Tijdens de doorzoeking van de woning van de ouders van verdachte zijn contante geldbedragen met een totale waarde van € 9.350,- aangetroffen die toebehoorden aan verdachte. Het voorhanden hebben van grote hoeveelheden contant geld, zonder noodzaak daartoe op grond van bedrijf of beroep, is een witwasindicatie. De rechtbank acht het een feit van algemene bekendheid dat het voorhanden hebben van grote contante geldbedragen door privépersonen hoogst ongebruikelijk is vanwege het risico van onder meer diefstal, waarbij het geld niet is verzekerd.
Eenvoudige kasopstelling
Na financieel onderzoek naar verdachte heeft de politie, op grond van de verkregen onderzoeksresultaten, over de periode van 1 januari 2014 tot en met 18 april 2017 een eenvoudige kasopstelling gemaakt die de rechtbank - voor het overgrote deel - als uitgangspunt neemt. De verschillende posten van deze kasopstelling, en de daaromtrent door de raadsman gevoerde verweren, zullen hierna puntsgewijs worden besproken.
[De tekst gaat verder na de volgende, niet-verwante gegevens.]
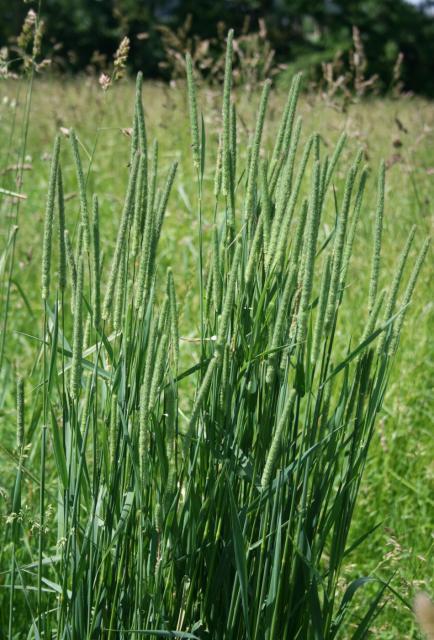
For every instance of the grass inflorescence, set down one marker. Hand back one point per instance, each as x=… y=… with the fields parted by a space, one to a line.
x=215 y=500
De hierna te noemen bewijsmiddelen zijn terug te vinden in bijlage II van dit vonnis.
I.
Beginsaldo contant geld: € 0,-
Het legale beginsaldo contant geld is in de eenvoudige kasopstelling vastgesteld op een bedrag
van € 0,-.
Dit is volgens de raadsman ten onrechte gebeurd. Hij heeft aangevoerd dat uit de verklaring van verdachte bij de politie blijkt dat verdachte aan het begin van de onderzoeksperiode ongeveer € 5.500,- aan contant spaargeld zou hebben, dat hij zou hebben verdiend met zijn eerdere werk. Verdachte zou dit geld in zijn toenmalige woning in Tilburg hebben bewaard. Van dit bedrag zou volgens de raadsman ongeveer € 4.650,- beschikbaar zijn geweest voor het doen van uitgaven.
De officier van justitie heeft geconcludeerd tot verwerping van het verweer. Hij heeft verwezen naar een arrest van het Gerechtshof Amsterdam van 15 februari 2018 (ECLI:NL:GHAMS:2018:507), waarin het gerechtshof toelicht waarom zij het beginsaldo - bij gebreke van enig ander onderbouwd aanknopingspunt - op € 0,- zet. Die redenering moet ook in deze zaak worden toegepast, aldus de officier van justitie.
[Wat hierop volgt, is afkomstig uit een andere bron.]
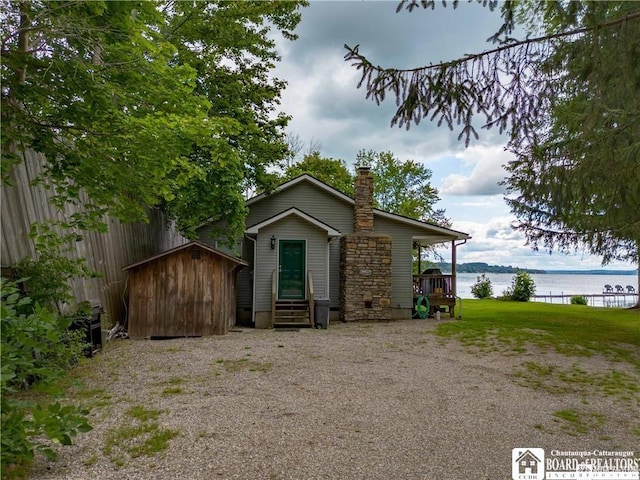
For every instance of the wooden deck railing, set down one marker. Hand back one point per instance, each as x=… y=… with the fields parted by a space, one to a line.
x=434 y=284
x=439 y=289
x=274 y=296
x=310 y=296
De rechtbank is van oordeel dat de verklaring van verdachte, dat hij voorafgaand aan de onderzoeksperiode een contant bedrag aan legaal verkregen spaargeld had, niet aannemelijk is geworden. Deze stelling is door de verdediging op geen enkele wijze onderbouwd. Bovendien is uit het onderzoek van de politie niet gebleken van indicaties dat verdachte voorafgaand aan de onderzoeksperiode over grote legaal verkregen contante geldbedragen beschikte.
De rechtbank gaat dan ook uit van een beginsaldo van € 0,- op 1 januari 2014.
II.
Legale contante ontvangsten: € 33.652,60
De politie heeft berekend dat verdachte in de ten laste gelegde periode een bedrag van in totaal
€ 27.652,60 aan legale contante ontvangsten tot zijn beschikking heeft gehad.
Dit bedrag bestaat volgens de politie uit een bedrag van
€ 0,- aan contante ontvangsten uit inkomen,
€ 21.952,19 [1] aan contante opnamen vanaf zijn ING-bankrekening,
€ 800,- [2] aan contante opnamen door middel van creditcards en
€ 1.900,41 [3] aan contante ontvangsten vanuit Money Transfers.
€ 3.000,- [4] zou volgens de politie zijn ontvangen uit de verkoop van een personenauto (een Seat Ibiza
met kenteken [kenteken] , tenaamstellingsperiode: 19-03-2015 tot 04-05-2015).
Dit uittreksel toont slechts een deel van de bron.